I know that is extremely hard to diversify. I know from my own experience how hard it is – and why. Take a look at my article about “The Prevalence of Old White Men at Shareholder Meetings.” But if the clients don’t push harder for change, nothing WILL change!
And then Jenner & Block’s Jolene Negre sent me these common approaches:
– Mansfield Rule – Consider diverse candidates for open leadership positions (including board seats)
– Diversity training to give boards the tools they need to think and talk about race as it relates to their businesses
– Some major companies offer financial incentives to law firms staffing those companies’ matters with diverse legal teams (and penalize firms that do not)
“UTBMS”? What The…
Are “matter codes” frustrating – or practical? A new manual – “Best Practices for Using UTBMS Codes for Merger & Acquisition Transactions” – shows how codes can be used in the deal space.
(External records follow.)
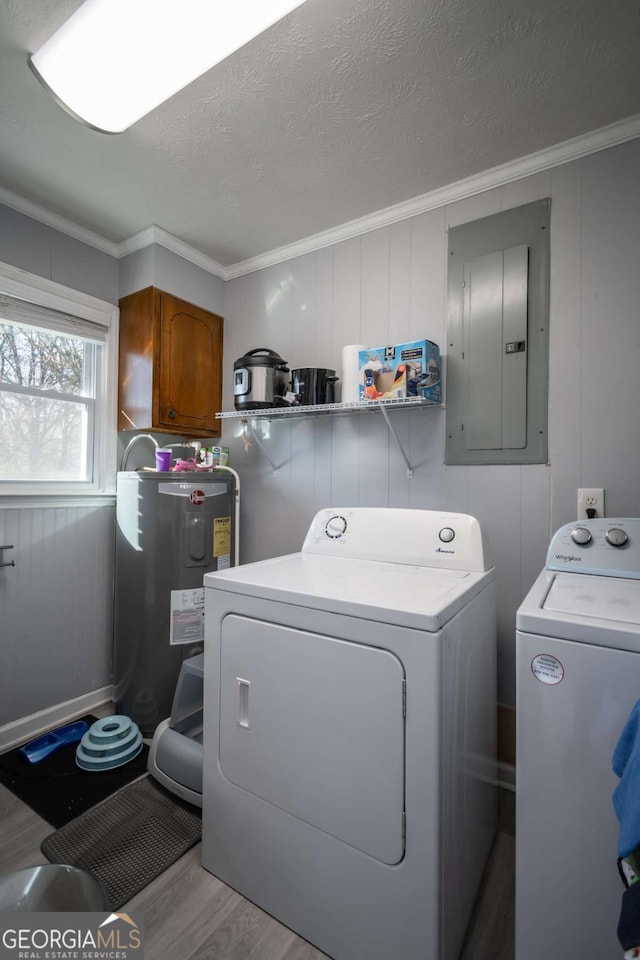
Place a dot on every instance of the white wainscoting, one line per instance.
(55, 614)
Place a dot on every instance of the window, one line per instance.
(57, 409)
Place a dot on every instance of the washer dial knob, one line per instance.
(616, 537)
(336, 527)
(581, 536)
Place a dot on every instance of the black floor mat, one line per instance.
(129, 839)
(58, 790)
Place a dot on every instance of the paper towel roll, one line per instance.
(351, 372)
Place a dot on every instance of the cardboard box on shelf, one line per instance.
(402, 371)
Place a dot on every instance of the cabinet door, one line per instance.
(190, 367)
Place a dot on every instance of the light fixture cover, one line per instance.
(113, 61)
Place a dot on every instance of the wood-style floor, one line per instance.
(190, 915)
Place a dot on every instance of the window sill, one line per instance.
(10, 501)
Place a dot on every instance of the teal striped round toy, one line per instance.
(109, 743)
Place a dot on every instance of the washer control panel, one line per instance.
(604, 547)
(425, 538)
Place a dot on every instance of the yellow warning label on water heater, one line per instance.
(221, 536)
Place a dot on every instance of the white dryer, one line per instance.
(349, 745)
(578, 678)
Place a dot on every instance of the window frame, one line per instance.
(49, 294)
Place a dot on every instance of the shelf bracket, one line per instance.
(249, 428)
(397, 440)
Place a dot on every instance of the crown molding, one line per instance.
(578, 147)
(156, 235)
(50, 219)
(574, 149)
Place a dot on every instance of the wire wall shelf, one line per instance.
(329, 409)
(326, 409)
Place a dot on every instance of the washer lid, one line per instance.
(402, 594)
(604, 611)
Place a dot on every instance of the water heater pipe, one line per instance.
(237, 513)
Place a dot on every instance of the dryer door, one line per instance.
(315, 726)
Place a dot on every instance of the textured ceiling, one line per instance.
(343, 108)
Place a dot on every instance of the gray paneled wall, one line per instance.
(55, 605)
(33, 246)
(388, 286)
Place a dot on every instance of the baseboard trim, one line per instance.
(26, 728)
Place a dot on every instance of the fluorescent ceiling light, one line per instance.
(115, 60)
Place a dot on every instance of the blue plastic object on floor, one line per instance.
(44, 746)
(109, 743)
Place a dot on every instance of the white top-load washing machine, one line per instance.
(349, 742)
(578, 678)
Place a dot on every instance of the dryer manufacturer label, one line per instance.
(547, 669)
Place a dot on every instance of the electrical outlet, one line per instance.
(590, 498)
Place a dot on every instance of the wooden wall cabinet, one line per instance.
(170, 371)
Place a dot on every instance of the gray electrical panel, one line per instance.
(497, 337)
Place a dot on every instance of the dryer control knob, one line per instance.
(581, 536)
(335, 527)
(616, 537)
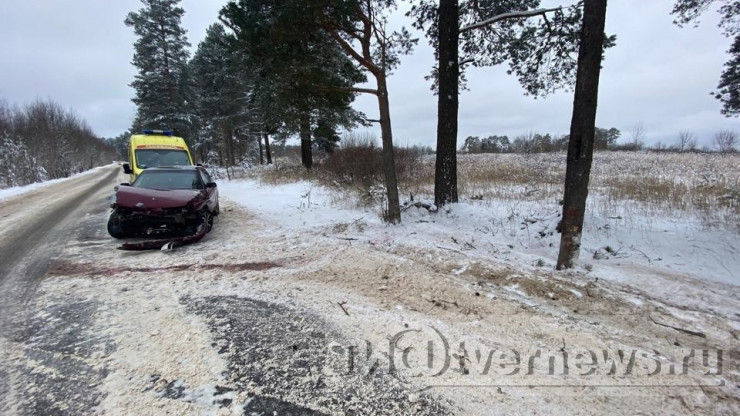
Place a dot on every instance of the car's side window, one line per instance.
(206, 178)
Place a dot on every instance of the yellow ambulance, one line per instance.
(155, 148)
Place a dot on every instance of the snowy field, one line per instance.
(654, 278)
(676, 213)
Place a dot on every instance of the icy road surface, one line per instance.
(284, 309)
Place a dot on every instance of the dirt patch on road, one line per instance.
(67, 268)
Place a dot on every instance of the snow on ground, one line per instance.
(19, 190)
(300, 205)
(479, 272)
(521, 233)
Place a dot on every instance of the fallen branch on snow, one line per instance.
(685, 331)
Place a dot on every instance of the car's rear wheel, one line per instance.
(115, 226)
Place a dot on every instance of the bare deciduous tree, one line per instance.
(637, 136)
(725, 141)
(686, 141)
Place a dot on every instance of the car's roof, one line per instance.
(172, 168)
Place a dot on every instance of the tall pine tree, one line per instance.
(223, 92)
(162, 85)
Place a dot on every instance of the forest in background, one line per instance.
(43, 141)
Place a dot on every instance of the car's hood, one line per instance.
(142, 198)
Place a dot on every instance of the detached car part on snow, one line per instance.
(178, 203)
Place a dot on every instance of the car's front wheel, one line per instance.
(206, 220)
(115, 226)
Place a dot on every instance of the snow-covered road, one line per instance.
(295, 304)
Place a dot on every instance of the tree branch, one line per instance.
(350, 89)
(506, 16)
(352, 52)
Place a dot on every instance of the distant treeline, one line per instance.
(44, 141)
(724, 141)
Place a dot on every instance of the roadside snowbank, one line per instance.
(19, 190)
(679, 261)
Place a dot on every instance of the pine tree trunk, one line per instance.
(393, 215)
(268, 153)
(582, 129)
(445, 175)
(305, 133)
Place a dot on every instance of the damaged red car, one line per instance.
(176, 201)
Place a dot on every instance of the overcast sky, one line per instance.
(78, 53)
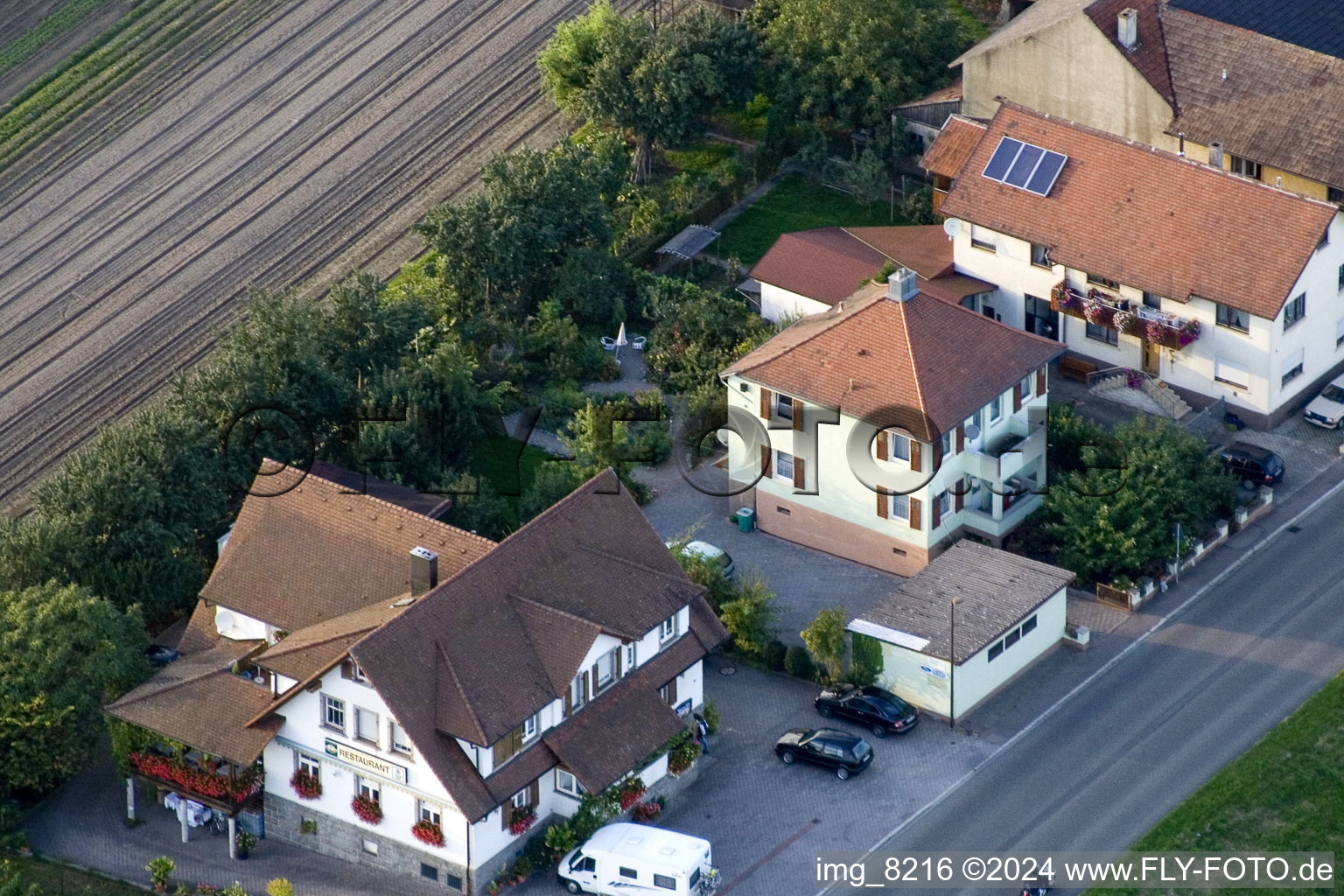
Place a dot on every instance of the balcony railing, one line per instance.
(1120, 315)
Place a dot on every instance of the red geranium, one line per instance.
(195, 780)
(366, 808)
(305, 785)
(429, 833)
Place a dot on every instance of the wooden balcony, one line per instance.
(1121, 315)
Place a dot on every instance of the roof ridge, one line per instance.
(1156, 150)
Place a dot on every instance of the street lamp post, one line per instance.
(952, 668)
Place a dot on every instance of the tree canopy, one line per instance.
(660, 85)
(848, 63)
(62, 653)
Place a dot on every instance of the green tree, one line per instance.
(848, 62)
(130, 516)
(752, 614)
(501, 246)
(660, 85)
(1118, 524)
(62, 653)
(825, 639)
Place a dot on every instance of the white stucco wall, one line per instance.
(777, 303)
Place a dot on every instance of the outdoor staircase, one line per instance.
(1158, 401)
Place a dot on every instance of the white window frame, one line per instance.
(336, 704)
(562, 777)
(391, 738)
(360, 715)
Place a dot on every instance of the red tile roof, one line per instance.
(953, 147)
(316, 551)
(1146, 218)
(922, 366)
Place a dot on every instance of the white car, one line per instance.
(709, 552)
(1326, 409)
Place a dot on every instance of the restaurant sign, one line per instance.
(368, 762)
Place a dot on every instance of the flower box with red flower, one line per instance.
(522, 818)
(197, 780)
(629, 792)
(305, 785)
(366, 808)
(428, 833)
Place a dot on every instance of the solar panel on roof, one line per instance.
(1003, 158)
(1047, 171)
(1026, 164)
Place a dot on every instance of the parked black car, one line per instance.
(1253, 465)
(847, 754)
(874, 707)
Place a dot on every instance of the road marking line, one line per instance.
(770, 855)
(1105, 668)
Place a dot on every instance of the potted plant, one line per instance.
(522, 818)
(305, 785)
(160, 870)
(428, 833)
(366, 808)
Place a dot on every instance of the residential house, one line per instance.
(1138, 258)
(883, 429)
(1263, 82)
(809, 271)
(448, 680)
(962, 627)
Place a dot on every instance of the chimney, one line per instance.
(1126, 29)
(902, 285)
(424, 571)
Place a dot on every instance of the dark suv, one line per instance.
(847, 754)
(1253, 465)
(879, 710)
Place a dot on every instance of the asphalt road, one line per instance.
(1125, 750)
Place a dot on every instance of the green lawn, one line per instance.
(797, 203)
(57, 878)
(1281, 794)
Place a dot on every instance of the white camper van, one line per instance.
(634, 858)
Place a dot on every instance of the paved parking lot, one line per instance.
(805, 580)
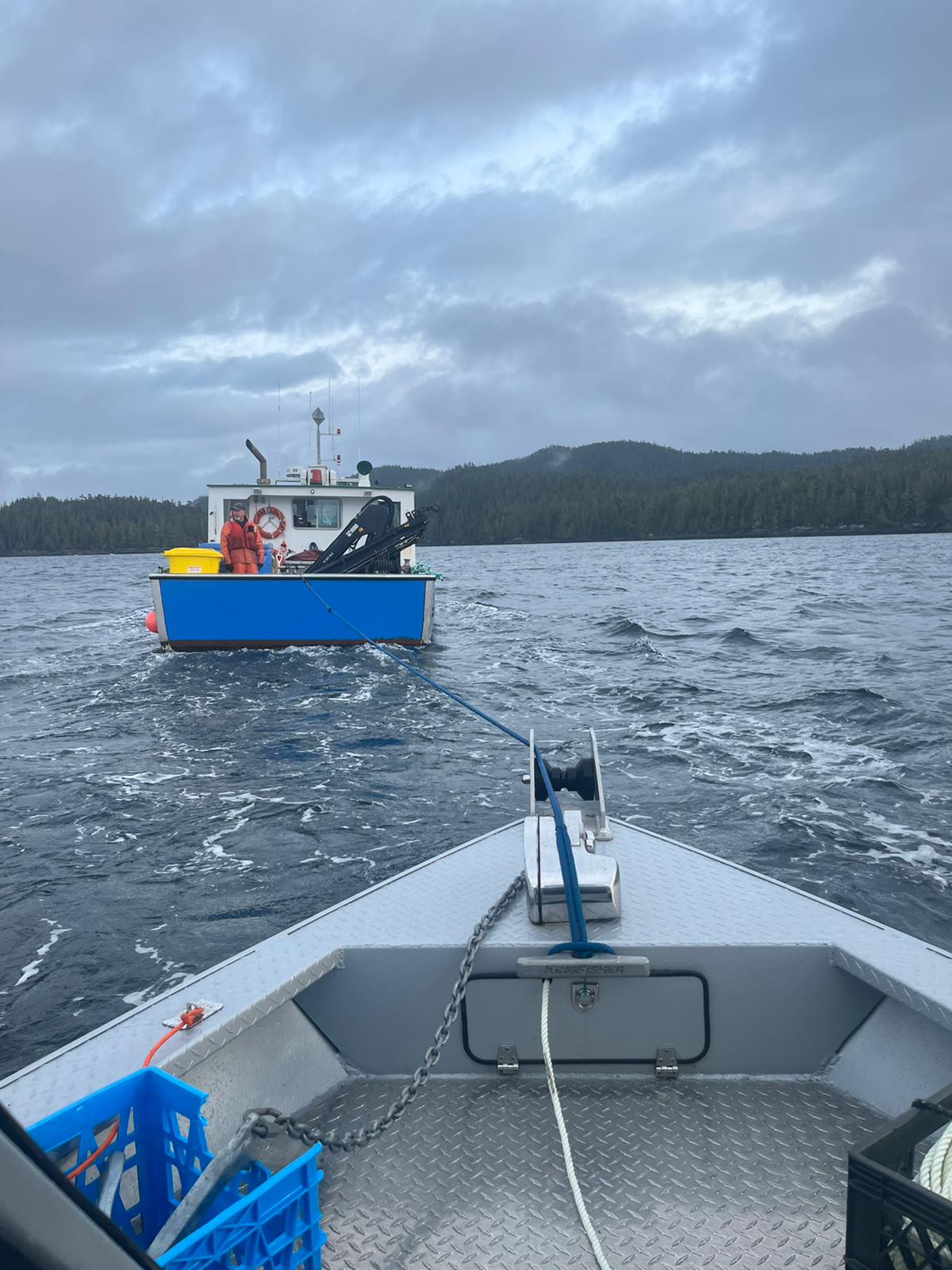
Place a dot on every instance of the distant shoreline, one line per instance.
(558, 543)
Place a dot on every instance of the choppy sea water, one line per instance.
(781, 702)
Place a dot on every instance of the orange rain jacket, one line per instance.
(241, 545)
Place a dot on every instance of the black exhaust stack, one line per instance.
(263, 463)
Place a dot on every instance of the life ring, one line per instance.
(273, 516)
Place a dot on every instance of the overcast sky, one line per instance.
(701, 222)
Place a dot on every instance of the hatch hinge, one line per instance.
(666, 1064)
(507, 1060)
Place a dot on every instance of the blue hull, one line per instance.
(207, 611)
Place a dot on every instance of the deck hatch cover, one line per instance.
(635, 1016)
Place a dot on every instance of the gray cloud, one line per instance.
(518, 222)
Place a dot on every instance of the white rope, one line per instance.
(564, 1136)
(936, 1168)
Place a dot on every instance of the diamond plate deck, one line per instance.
(691, 1172)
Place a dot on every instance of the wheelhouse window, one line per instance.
(317, 514)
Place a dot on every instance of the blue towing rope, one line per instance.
(579, 945)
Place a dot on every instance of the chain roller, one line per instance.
(271, 1121)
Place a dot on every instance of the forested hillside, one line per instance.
(871, 492)
(624, 489)
(98, 522)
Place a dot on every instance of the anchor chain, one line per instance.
(272, 1122)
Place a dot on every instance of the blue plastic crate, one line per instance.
(162, 1136)
(277, 1227)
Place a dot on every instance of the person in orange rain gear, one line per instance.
(241, 544)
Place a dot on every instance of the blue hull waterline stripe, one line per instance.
(222, 611)
(579, 945)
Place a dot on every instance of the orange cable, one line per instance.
(188, 1019)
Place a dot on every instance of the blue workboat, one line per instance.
(338, 567)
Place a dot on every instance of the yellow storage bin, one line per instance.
(194, 559)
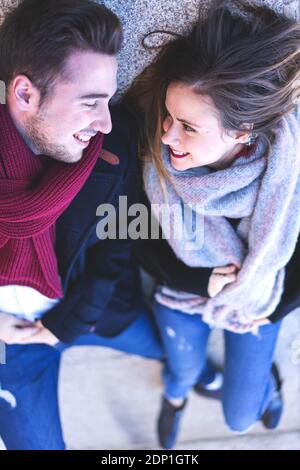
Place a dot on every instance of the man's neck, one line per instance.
(21, 131)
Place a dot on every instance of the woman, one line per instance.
(222, 142)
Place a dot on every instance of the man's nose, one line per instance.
(103, 123)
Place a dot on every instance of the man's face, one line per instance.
(75, 110)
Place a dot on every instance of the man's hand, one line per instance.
(220, 277)
(13, 330)
(41, 335)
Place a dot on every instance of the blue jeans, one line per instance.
(248, 386)
(29, 410)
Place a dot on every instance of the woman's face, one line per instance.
(193, 132)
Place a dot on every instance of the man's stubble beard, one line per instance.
(39, 143)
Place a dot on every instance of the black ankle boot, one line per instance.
(273, 413)
(212, 389)
(168, 423)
Having not been in a firm now for decades, I had no idea what “UTBMS” was. And my initial response was “there needs to be a manual for this!?!”
But I asked around – and here’s what I learned. “UTBMS” stands for the “Uniform Task Based Management System.” It’s how many big company clients wants you to enter your time now so that their outside consultants can flyspeck everything you bill – and it can be helpful for GCs who love all this data analytics stuff. It takes forever to enter your time now – client, matter, service code, and then an individual task code. If you talk with a client on the phone, you’ve got to enter code 9915, “Communicate (with client)”. You need to break down everything you do into these task codes e.g., “Review and Analyze,” “Research,” “Communicate (in firm),” “Communicate (opposing counsel).”
The list is endless – and god help you if you combine two service entries into a single code. The activity codes are useless for transactional work, but you still have to use them. Sounds like it’s not much fun… but that some firms have fully embraced project management now (see “SeyfarthLean” web page)…
ESG Risks Influences Foreign Sovereigns Ratings
As noted in this report, Moody’s says that changing environmental, social & governance considerations can affect sovereign ratings. Moody’s report points out that – while ESG is often spoken of as a single, homogeneous category of risk and while the three overlap in some respects – they are also quite distinct from one another. Of the three E, S and G risks, G has the strongest quantitative relationship with both sovereign ratings and Moody’s four methodology factors: economic strength, institutional strength, government fiscal strength, and susceptibility to event risk.